Two criminal matters were referred to the Constitutional Court from the Witwatersrand Local Division. In the first, Wellington Mbatha had been convicted in the Regional Court, Germiston, of unlawful possession of two AK47 rifles and ammunition under sections 32(1)(a) and 32(1)(e) of the Arms and Ammunition Act 75 of 1969, relying on the statutory presumption in section 40(1). In the second, Nicolaas Marthinus Prinsloo was standing trial with others for offences arising from pre‑election bombings in 1994. After most charges were dismissed, Prinsloo faced remaining counts of unlawful possession of firearms and ammunition, with the trial court relying solely on the section 40(1) presumption to refuse his discharge. Section 40(1) presumed that any person present at premises where arms or ammunition were found was in possession thereof unless the contrary was proved. Both matters raised the constitutionality of this presumption under the interim Constitution.

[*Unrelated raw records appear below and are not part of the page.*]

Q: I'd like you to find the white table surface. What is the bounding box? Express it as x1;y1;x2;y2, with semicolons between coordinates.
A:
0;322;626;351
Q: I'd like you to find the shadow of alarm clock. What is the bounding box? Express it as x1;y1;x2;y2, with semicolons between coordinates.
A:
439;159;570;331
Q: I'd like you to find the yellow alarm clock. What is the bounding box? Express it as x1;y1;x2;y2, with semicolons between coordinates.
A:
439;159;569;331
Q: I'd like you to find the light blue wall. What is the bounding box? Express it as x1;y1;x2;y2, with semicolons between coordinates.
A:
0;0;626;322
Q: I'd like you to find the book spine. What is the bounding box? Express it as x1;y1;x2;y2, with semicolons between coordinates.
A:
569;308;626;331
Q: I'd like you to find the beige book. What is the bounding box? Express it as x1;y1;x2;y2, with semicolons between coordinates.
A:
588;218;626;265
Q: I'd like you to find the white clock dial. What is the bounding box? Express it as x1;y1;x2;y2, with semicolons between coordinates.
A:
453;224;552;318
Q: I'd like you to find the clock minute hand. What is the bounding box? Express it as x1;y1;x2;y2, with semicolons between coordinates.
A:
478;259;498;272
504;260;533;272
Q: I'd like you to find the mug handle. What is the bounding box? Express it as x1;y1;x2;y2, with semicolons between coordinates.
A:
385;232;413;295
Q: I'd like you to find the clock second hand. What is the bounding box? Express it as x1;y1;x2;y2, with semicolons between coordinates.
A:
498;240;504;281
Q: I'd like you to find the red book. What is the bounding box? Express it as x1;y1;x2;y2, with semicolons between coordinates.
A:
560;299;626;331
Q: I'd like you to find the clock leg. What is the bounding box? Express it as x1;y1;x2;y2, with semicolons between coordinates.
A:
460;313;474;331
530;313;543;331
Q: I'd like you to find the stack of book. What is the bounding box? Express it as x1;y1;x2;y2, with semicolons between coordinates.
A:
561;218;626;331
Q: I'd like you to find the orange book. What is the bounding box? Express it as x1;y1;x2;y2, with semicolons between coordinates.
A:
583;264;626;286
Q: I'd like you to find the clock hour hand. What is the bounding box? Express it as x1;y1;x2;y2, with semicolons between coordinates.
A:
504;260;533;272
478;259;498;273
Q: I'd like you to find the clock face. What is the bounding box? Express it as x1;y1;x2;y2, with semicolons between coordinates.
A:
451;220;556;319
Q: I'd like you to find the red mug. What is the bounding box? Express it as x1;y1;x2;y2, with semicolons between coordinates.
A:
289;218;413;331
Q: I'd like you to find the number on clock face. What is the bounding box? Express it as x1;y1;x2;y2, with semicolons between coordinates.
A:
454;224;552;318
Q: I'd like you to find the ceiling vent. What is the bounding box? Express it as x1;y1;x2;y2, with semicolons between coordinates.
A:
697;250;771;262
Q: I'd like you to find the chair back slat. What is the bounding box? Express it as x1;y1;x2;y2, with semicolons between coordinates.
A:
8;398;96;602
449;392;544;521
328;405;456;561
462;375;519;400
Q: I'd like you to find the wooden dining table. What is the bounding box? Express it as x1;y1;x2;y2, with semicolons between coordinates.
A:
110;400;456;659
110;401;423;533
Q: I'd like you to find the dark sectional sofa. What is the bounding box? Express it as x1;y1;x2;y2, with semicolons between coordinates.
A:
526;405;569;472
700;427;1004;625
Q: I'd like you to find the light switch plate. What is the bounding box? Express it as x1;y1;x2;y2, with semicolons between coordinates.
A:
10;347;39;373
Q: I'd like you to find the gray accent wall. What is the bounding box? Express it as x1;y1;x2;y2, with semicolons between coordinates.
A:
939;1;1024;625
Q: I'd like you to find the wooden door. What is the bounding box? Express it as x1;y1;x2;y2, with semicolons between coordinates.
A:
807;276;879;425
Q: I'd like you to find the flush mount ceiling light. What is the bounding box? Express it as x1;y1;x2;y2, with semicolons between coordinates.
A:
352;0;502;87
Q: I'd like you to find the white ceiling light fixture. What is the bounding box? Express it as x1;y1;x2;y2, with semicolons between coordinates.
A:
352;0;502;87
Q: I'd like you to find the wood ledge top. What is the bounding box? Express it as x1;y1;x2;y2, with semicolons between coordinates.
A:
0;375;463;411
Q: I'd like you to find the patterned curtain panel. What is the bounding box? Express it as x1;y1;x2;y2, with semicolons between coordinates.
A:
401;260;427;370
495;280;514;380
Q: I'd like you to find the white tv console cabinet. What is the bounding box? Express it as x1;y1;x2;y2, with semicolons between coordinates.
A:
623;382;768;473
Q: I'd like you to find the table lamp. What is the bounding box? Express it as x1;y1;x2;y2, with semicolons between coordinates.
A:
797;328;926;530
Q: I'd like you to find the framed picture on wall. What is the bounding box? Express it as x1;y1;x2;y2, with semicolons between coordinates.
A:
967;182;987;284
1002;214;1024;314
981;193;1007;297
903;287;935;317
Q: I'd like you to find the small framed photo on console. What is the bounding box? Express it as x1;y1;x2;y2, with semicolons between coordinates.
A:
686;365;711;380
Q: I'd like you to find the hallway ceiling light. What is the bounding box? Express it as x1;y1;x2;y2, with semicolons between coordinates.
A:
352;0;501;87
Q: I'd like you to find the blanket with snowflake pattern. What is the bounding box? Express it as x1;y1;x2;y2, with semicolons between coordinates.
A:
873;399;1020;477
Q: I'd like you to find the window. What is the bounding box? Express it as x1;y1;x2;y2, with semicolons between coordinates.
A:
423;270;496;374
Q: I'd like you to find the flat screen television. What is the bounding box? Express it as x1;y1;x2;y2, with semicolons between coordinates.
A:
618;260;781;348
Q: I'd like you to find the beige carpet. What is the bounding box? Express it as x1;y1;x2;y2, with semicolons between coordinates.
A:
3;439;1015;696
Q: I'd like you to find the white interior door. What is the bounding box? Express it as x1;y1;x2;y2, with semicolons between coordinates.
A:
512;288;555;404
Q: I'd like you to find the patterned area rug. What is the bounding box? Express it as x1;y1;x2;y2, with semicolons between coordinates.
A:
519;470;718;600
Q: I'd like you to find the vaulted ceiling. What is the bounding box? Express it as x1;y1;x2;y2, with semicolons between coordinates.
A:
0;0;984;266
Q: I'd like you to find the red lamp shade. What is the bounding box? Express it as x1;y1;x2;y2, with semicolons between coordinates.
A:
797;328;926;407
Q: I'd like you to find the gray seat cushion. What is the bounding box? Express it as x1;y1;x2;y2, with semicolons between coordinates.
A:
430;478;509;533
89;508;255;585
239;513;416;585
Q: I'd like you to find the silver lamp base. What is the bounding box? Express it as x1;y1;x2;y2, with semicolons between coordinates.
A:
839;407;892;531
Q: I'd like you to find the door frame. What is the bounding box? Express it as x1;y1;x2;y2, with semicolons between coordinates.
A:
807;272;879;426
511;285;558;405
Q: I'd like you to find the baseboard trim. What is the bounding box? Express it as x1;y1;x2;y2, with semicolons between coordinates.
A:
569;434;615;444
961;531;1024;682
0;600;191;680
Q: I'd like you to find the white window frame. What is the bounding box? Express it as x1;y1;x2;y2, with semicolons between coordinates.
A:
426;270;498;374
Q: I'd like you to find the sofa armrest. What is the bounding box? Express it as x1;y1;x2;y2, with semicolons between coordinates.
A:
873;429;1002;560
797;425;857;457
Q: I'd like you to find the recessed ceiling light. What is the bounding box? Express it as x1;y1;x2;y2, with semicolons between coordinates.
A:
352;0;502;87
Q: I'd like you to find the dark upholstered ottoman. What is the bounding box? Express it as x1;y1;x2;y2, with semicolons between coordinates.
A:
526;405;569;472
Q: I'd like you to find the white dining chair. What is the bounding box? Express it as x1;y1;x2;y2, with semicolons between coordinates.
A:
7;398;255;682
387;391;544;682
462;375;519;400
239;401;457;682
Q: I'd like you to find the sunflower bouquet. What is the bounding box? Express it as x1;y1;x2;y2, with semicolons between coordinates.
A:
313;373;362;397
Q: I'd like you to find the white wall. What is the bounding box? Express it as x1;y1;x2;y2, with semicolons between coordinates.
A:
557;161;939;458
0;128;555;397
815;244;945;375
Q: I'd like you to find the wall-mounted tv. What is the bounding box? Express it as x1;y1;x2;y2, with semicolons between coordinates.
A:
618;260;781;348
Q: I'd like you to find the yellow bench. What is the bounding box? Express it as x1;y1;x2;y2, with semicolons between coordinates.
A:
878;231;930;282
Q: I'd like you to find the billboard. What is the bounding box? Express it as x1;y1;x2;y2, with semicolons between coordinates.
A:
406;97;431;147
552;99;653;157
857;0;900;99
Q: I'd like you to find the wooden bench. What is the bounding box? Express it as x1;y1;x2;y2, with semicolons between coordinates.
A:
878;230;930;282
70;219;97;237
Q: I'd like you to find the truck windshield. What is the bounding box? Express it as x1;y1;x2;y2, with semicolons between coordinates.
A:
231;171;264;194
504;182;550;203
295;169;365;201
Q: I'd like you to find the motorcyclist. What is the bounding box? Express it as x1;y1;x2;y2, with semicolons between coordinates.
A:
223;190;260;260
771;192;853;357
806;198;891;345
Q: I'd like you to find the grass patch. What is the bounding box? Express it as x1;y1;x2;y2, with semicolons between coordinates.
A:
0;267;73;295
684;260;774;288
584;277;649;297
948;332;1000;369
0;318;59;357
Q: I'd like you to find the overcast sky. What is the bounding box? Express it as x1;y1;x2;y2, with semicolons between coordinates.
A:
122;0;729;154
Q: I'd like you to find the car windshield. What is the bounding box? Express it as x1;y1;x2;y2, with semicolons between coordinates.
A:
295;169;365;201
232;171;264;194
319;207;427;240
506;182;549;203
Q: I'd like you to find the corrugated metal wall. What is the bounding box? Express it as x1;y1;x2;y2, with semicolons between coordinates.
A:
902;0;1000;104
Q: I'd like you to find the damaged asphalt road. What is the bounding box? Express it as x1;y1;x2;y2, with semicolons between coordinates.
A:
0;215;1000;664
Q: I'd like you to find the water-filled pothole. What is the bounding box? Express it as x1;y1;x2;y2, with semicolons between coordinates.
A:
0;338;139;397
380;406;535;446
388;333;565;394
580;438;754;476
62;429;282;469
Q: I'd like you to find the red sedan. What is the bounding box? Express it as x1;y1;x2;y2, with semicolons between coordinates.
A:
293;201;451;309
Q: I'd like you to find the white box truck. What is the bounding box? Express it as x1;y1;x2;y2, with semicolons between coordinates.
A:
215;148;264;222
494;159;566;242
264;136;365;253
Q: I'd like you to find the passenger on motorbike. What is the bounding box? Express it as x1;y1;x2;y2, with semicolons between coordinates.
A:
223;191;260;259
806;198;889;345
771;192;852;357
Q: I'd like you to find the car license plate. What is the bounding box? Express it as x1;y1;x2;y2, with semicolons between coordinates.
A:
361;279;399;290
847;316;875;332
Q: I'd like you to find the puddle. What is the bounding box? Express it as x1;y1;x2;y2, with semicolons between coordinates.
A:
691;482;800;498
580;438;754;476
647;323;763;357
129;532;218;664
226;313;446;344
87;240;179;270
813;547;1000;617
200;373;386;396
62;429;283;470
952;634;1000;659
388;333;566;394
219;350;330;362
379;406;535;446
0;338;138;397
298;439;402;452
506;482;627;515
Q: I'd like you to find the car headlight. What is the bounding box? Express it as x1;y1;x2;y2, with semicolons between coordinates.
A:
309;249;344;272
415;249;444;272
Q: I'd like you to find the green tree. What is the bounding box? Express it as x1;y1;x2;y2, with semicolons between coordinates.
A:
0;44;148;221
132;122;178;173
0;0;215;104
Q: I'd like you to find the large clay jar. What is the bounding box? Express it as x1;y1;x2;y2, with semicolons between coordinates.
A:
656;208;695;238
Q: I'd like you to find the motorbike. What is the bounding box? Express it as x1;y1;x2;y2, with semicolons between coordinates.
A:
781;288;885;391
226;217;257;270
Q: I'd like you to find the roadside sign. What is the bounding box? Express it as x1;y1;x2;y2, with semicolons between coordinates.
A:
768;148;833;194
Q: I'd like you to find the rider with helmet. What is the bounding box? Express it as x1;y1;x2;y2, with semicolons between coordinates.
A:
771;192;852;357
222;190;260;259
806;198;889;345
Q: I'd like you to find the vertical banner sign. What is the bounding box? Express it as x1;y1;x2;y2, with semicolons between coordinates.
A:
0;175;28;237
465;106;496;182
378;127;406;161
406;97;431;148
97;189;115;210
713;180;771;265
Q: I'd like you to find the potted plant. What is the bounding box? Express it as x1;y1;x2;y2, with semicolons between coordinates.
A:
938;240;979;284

Section 40(1) of the Arms and Ammunition Act 75 of 1969 was declared unconstitutional and invalid for infringing the right to be presumed innocent. The matters were dealt with on the basis that the presumption could not be relied upon.
This case is a leading Constitutional Court authority on the unconstitutionality of reverse‑onus presumptions in South African criminal law. It reaffirmed the centrality of the presumption of innocence in the post‑constitutional era and limited the legislature’s ability to ease prosecutorial burdens through broad presumptions, even in the context of serious crime involving firearms.